Mandatory reporters are usually faculty or students in positions of power. When told certain information, they must report what was said to higher authorities even if the student explicitly asks to keep the conversation confidential. The information is typically sensitive, such as a victim of sexual assault revealing what happened to them or someone not mentally well revealing that they are depressed. After the incident is reported, the authorities to whom it was reported will email the student to “address the situation.” If someone is emailing you about a situation, they know who you are. This invasion of privacy is directly harmful to the student since their anonymity has been compromised.

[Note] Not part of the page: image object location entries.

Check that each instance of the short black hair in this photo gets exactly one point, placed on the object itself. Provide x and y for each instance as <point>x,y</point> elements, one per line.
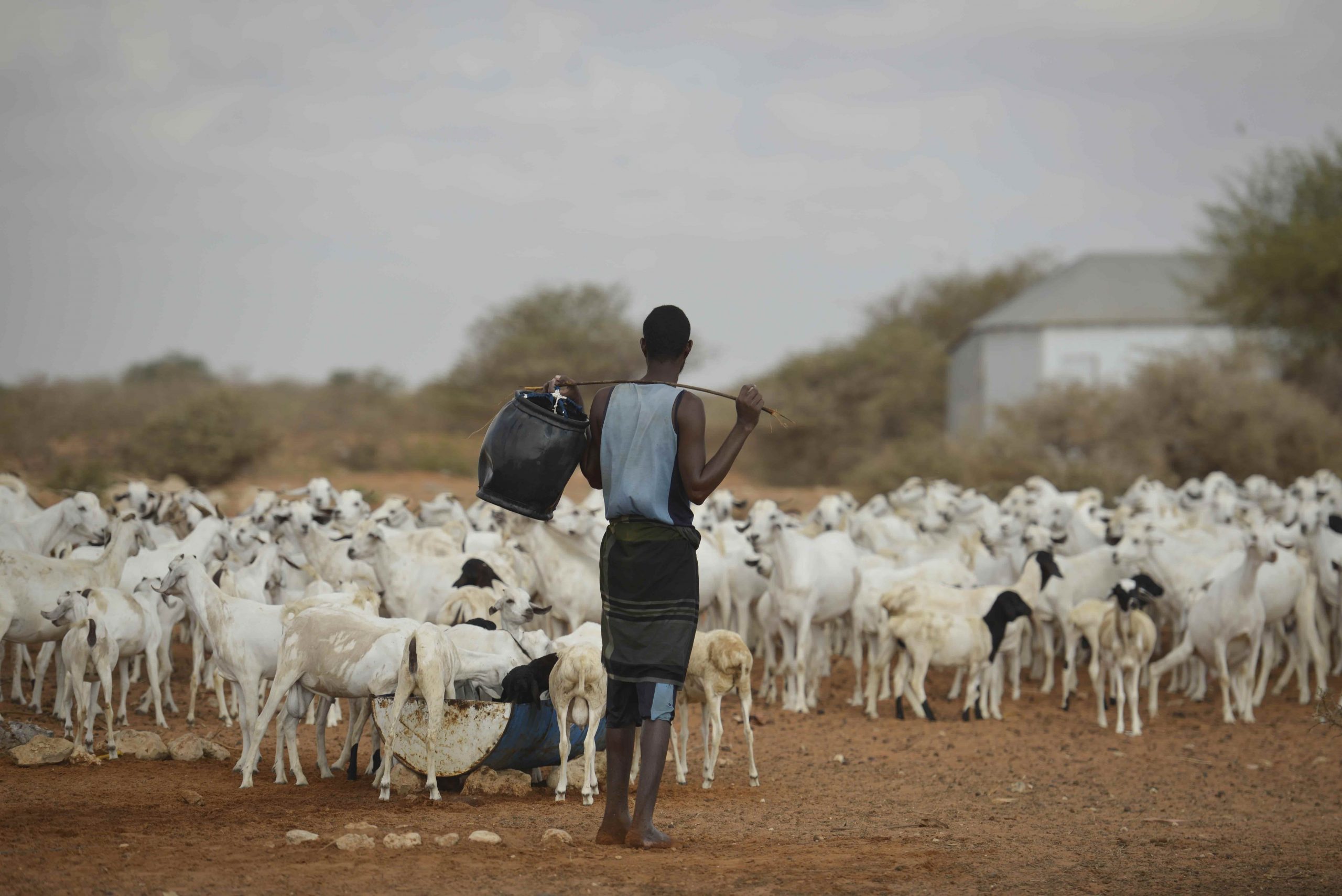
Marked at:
<point>666,332</point>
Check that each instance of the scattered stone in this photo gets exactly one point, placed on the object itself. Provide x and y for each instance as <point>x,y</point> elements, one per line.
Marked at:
<point>215,750</point>
<point>15,734</point>
<point>488,782</point>
<point>187,749</point>
<point>42,750</point>
<point>353,841</point>
<point>404,780</point>
<point>142,745</point>
<point>402,841</point>
<point>556,837</point>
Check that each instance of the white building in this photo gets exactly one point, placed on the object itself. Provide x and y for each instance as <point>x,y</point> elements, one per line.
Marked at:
<point>1094,321</point>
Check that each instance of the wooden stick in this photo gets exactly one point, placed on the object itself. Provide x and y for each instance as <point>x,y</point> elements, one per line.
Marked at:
<point>783,419</point>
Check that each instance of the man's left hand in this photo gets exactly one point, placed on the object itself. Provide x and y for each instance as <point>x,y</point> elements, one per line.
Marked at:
<point>566,387</point>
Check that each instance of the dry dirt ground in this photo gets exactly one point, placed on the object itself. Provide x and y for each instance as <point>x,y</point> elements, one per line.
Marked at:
<point>1044,801</point>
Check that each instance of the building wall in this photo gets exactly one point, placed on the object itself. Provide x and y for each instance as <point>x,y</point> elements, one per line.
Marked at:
<point>1007,366</point>
<point>1113,353</point>
<point>991,369</point>
<point>965,387</point>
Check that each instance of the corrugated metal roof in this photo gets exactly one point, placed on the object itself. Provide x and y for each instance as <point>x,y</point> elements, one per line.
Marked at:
<point>1109,289</point>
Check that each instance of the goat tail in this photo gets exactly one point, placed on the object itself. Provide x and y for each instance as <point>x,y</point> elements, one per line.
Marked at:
<point>1183,651</point>
<point>580,703</point>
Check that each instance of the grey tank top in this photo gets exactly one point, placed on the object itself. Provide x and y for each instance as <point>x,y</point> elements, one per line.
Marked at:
<point>639,440</point>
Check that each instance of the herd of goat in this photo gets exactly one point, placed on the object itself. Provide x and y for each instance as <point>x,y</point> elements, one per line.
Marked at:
<point>316,595</point>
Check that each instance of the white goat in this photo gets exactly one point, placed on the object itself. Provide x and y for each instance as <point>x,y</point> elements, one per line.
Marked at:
<point>578,687</point>
<point>720,663</point>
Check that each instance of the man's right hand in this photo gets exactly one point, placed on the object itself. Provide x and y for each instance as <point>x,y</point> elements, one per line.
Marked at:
<point>749,404</point>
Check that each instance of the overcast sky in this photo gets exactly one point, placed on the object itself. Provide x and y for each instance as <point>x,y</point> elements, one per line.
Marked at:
<point>289,188</point>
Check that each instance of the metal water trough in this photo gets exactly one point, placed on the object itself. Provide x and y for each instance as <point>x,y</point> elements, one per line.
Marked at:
<point>480,734</point>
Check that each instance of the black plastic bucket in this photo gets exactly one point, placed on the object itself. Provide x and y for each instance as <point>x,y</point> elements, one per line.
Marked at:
<point>529,455</point>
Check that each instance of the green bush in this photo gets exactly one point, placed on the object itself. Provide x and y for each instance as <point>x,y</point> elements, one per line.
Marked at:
<point>205,439</point>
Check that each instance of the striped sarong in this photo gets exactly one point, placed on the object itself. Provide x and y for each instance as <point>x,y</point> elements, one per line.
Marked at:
<point>650,600</point>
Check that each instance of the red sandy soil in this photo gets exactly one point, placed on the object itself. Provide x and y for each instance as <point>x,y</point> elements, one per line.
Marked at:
<point>1044,801</point>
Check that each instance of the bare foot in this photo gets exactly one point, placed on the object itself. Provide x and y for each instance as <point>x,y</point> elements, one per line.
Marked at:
<point>612,830</point>
<point>650,839</point>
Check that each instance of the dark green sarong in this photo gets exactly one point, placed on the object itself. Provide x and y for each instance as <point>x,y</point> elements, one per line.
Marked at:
<point>650,600</point>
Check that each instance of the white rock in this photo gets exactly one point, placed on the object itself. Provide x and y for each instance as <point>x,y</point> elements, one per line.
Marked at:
<point>42,751</point>
<point>142,745</point>
<point>187,748</point>
<point>353,841</point>
<point>402,841</point>
<point>556,837</point>
<point>488,782</point>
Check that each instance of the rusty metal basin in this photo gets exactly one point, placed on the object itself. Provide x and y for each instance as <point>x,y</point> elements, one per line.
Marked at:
<point>475,734</point>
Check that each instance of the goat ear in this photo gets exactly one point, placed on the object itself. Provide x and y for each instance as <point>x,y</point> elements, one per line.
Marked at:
<point>1149,584</point>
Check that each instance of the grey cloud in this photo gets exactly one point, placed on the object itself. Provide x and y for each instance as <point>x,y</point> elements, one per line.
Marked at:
<point>289,188</point>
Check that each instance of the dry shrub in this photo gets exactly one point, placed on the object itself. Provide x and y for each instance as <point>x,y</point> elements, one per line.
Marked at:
<point>869,405</point>
<point>205,439</point>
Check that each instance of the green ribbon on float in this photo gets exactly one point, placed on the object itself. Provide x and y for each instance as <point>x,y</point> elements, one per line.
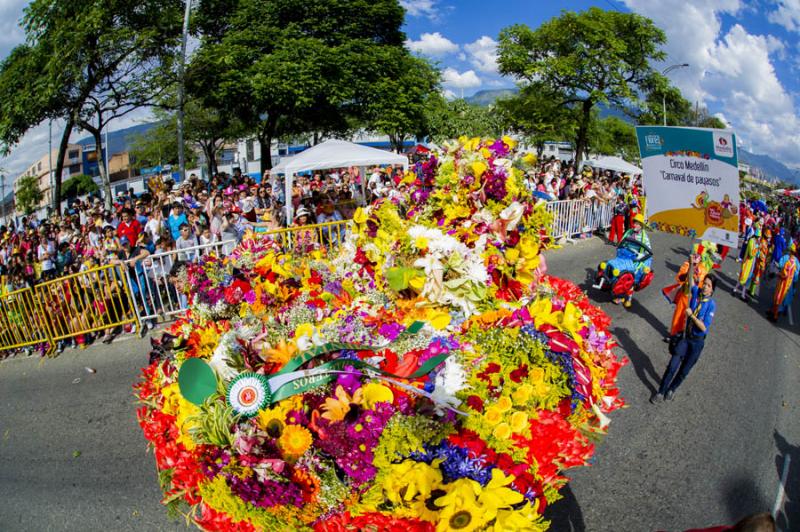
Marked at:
<point>288,382</point>
<point>285,385</point>
<point>330,347</point>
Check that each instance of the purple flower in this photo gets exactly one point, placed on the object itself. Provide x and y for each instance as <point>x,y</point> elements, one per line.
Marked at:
<point>390,331</point>
<point>350,381</point>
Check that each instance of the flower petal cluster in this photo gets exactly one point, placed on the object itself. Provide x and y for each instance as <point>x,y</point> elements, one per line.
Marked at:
<point>427,375</point>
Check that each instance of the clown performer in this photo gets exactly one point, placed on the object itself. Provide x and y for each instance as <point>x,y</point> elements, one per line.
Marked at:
<point>637,233</point>
<point>678,294</point>
<point>778,250</point>
<point>748,264</point>
<point>788,272</point>
<point>761,263</point>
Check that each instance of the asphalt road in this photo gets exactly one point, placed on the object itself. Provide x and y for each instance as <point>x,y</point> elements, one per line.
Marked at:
<point>73,458</point>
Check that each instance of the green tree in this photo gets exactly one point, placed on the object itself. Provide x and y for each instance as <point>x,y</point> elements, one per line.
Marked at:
<point>97,60</point>
<point>537,114</point>
<point>399,102</point>
<point>78,185</point>
<point>28,195</point>
<point>658,94</point>
<point>613,136</point>
<point>159,145</point>
<point>590,57</point>
<point>452,119</point>
<point>288,67</point>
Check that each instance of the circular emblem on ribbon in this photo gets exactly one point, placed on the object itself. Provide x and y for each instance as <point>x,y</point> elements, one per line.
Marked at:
<point>248,393</point>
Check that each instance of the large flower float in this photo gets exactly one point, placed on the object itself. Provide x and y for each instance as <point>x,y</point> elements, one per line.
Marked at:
<point>428,375</point>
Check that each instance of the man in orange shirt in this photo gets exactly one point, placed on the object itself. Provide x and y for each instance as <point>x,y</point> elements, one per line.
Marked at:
<point>678,294</point>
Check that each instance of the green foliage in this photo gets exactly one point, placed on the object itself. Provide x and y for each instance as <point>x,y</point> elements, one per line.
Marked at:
<point>28,195</point>
<point>658,93</point>
<point>159,146</point>
<point>586,58</point>
<point>287,67</point>
<point>452,119</point>
<point>398,103</point>
<point>95,60</point>
<point>24,94</point>
<point>613,136</point>
<point>537,113</point>
<point>78,185</point>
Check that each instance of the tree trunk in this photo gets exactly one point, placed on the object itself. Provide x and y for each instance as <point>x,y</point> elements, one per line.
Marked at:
<point>583,132</point>
<point>62,150</point>
<point>101,167</point>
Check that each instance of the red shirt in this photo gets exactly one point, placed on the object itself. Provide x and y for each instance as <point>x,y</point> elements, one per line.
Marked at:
<point>132,230</point>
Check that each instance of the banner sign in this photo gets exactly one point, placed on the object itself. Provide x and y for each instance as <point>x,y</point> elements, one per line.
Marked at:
<point>691,178</point>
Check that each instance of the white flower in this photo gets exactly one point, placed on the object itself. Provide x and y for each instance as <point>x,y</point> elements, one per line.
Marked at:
<point>513,214</point>
<point>220,360</point>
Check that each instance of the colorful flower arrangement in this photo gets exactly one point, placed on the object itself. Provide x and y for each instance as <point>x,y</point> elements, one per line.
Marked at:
<point>428,375</point>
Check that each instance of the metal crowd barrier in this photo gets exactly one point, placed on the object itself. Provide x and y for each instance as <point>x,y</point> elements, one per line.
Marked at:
<point>22,321</point>
<point>573,217</point>
<point>154,287</point>
<point>73,305</point>
<point>328,235</point>
<point>153,283</point>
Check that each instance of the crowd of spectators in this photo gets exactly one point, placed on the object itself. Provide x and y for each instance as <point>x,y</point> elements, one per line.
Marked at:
<point>189,215</point>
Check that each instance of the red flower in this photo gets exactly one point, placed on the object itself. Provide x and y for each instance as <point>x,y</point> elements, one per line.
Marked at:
<point>374,522</point>
<point>490,369</point>
<point>520,373</point>
<point>475,403</point>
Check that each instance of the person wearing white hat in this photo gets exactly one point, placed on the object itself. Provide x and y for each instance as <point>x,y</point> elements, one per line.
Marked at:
<point>305,238</point>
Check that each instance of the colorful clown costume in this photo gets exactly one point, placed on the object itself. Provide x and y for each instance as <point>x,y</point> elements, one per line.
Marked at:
<point>788,272</point>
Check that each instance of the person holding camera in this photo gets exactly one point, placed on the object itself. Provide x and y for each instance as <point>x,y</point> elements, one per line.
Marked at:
<point>699,316</point>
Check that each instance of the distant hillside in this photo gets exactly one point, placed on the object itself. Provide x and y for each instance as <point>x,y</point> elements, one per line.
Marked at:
<point>770,166</point>
<point>487,97</point>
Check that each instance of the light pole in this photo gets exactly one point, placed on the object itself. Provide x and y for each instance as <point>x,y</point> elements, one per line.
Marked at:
<point>181,70</point>
<point>664,96</point>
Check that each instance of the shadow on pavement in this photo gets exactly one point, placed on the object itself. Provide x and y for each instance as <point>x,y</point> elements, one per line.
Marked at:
<point>566,514</point>
<point>790,513</point>
<point>742,497</point>
<point>642,364</point>
<point>641,311</point>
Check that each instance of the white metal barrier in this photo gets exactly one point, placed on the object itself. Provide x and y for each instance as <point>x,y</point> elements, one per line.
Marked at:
<point>573,217</point>
<point>153,286</point>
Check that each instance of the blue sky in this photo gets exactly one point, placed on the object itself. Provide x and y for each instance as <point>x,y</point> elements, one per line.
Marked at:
<point>743,56</point>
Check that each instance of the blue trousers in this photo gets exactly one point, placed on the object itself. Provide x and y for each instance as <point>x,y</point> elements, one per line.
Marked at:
<point>681,363</point>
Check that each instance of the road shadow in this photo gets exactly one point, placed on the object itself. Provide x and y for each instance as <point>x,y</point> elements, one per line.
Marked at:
<point>642,365</point>
<point>790,513</point>
<point>566,515</point>
<point>641,311</point>
<point>742,497</point>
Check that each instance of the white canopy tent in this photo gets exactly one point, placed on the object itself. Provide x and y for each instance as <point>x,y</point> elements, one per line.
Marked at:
<point>336,154</point>
<point>615,164</point>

I think the readers can figure out that this is a gross violation of privacy and trust on the part of the mandatory reporters. Not only is the mandatory reporter going against the student’s wishes, but they are also revealing information that is potentially harmful to the student. All of this while the student trusted the person so much that they would make known something so intimate.
The end result of placing these constraints on confidentiality is clear; victims will remain silent about things that happened to them, and vulnerable students who want to get something off of their chest will be silenced by the threat of unwanted intervention. I don’t think it is unreasonable to believe that when you tell someone something, and you want to keep something between you and them, it is kept under wraps. Not only is the ability to keep quiet about something a virtue, but I believe it is the only decent thing to do when you are asked to do so.
One can’t put the blame entirely on the people who are mandatory reporters. If you gave most of them a choice, they would choose not to be mandatory reporters. The blame for the perpetuation of mandatory reporters, and the culture of silence caused by it, falls squarely on the school administration. This is because, ultimately, the administration decides the policy when it comes to things like this. In the words of one of those mandatory reporters who will not be named, “I wish it wasn’t this way. The administration only makes us be mandatory reporters so they can cover their asses.”
The point is that mandatory reporting creates a culture where people do not speak up because they cannot trust any higher authorities not to spread sensitive information about them. This erodes trust in the community and ironically makes sexual assault more likely, and depressed people less likely to speak about their problems because of the threat of their identity being exposed.
The solution to this is simple. Get rid of mandatory reporters. The policy should be reformed to state that they should be reported only if the student is harmful to other students around them. If the student is not a threat to others, their wishes should be respected. Ultimately, this is a matter of autonomy. Suppose the college wants to take students seriously and respect their independence. In that case, they must allow students to choose whether or not they wish to report something.
Every student who doesn’t speak up about their negative experiences because of the egregious policies of the college is a person who was silenced by bureaucracy and victimized by mandatory reporting.